Aide médicale d’Etat : contre la fraude et pour l’accès aux soins

sfam_photo/shutterstock.com

L’Inspection générale des Affaires sociales vient de publier son dernier rapport sur l’Aide médicale d’Etat (AME). Il révèle l’existence de fraudes (migration pour soins). Les auteurs soumettent plusieurs propositions pour améliorer le système. Mais elle recommande la prudence concernant toute évolution du dispositif, au risque de favoriser le renoncement aux soins.
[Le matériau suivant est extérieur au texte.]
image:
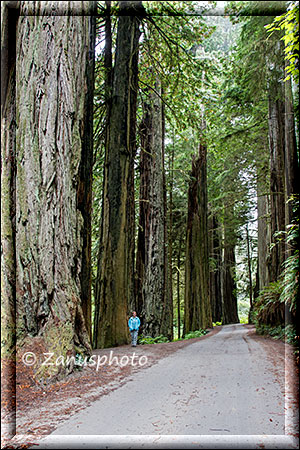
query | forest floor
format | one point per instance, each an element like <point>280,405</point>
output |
<point>41,411</point>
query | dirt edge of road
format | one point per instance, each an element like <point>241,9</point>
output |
<point>40,411</point>
<point>62,399</point>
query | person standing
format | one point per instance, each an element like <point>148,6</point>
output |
<point>134,325</point>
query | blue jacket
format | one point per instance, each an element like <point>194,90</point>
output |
<point>134,323</point>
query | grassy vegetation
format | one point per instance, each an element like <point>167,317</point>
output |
<point>162,339</point>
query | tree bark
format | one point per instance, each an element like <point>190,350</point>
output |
<point>114,285</point>
<point>229,294</point>
<point>108,80</point>
<point>152,256</point>
<point>291,159</point>
<point>54,86</point>
<point>215,269</point>
<point>197,302</point>
<point>249,262</point>
<point>9,17</point>
<point>277,181</point>
<point>263,226</point>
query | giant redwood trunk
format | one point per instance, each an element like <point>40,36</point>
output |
<point>197,312</point>
<point>277,179</point>
<point>152,257</point>
<point>291,159</point>
<point>9,18</point>
<point>263,226</point>
<point>114,284</point>
<point>229,293</point>
<point>49,191</point>
<point>215,255</point>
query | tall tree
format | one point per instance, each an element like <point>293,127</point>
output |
<point>229,292</point>
<point>215,254</point>
<point>197,308</point>
<point>152,255</point>
<point>9,17</point>
<point>114,285</point>
<point>54,79</point>
<point>277,170</point>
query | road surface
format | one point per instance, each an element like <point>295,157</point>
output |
<point>224,388</point>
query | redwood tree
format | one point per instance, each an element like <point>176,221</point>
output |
<point>152,280</point>
<point>114,285</point>
<point>48,190</point>
<point>197,312</point>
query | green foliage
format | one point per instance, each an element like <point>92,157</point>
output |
<point>150,340</point>
<point>193,334</point>
<point>289,23</point>
<point>287,333</point>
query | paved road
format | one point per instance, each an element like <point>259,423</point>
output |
<point>222,386</point>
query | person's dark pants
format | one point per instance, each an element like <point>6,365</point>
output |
<point>134,334</point>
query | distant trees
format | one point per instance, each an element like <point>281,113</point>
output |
<point>47,162</point>
<point>114,285</point>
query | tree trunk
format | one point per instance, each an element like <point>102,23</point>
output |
<point>114,285</point>
<point>197,302</point>
<point>9,17</point>
<point>249,262</point>
<point>229,295</point>
<point>263,226</point>
<point>108,80</point>
<point>277,182</point>
<point>215,269</point>
<point>54,79</point>
<point>152,257</point>
<point>167,319</point>
<point>291,159</point>
<point>178,288</point>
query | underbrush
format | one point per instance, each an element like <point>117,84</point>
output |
<point>163,339</point>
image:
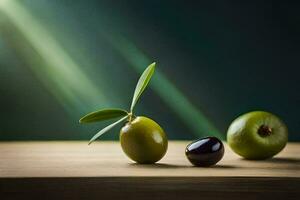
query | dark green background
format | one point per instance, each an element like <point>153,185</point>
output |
<point>224,57</point>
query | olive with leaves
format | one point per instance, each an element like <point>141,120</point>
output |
<point>141,138</point>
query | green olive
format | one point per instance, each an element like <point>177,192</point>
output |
<point>143,140</point>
Empêcher les fraudes et assurer l’accès à ceux qui en ont besoin. C’est l’objectif du rapport de l’Inspection générale des Affaires sociales (IGAS) sur l’Aide médicale d’Etat (AME). Cette aide vise en effet « à offrir une protection santé aux étrangers en situation irrégulière présents sur le territoire français » via l’AME de droit commun et le dispositif des soins urgents et vitaux. Ce dernier « permet de compenser a posteriori les dépenses engagées par les hôpitaux pour l’octroi de soins à des étrangers en situation irrégulière non-éligibles à l’AME ».

Des dépenses liées à un état de santé dégradé

Au total, l’AME représente 0,6% des dépenses publiques de santé en France. Et fin 2018, elle concernait 318 106 étrangers en situation irrégulière. Un nombre stable depuis 2015.

« La dépense de soins des bénéficiaires reflète logiquement les spécificités de cette population », constatent les auteurs du rapport. Ainsi, « la consommation de médicaments est supérieure à celle des assurés sociaux pour les traitements associés aux maladies infectieuses (VIH, hépatites, tuberculose), aux dépendances et à la toxicomanie ou encore pour les antalgiques et anti-inflammatoires, ce dernier point reflétant sans doute un état de santé dégradé ».

Une migration pour soins ?

Mais dans certains secteurs, l’Igas soupçonne des fraudes (migration pour soins). C’est ce que révèle notamment l’analyse d’un échantillon de dossiers médicaux anonymisés. Selon celle-ci, 43% des patients AME en dialyse et 25% des patients AME en chimiothérapie oncologique pourraient être concernés.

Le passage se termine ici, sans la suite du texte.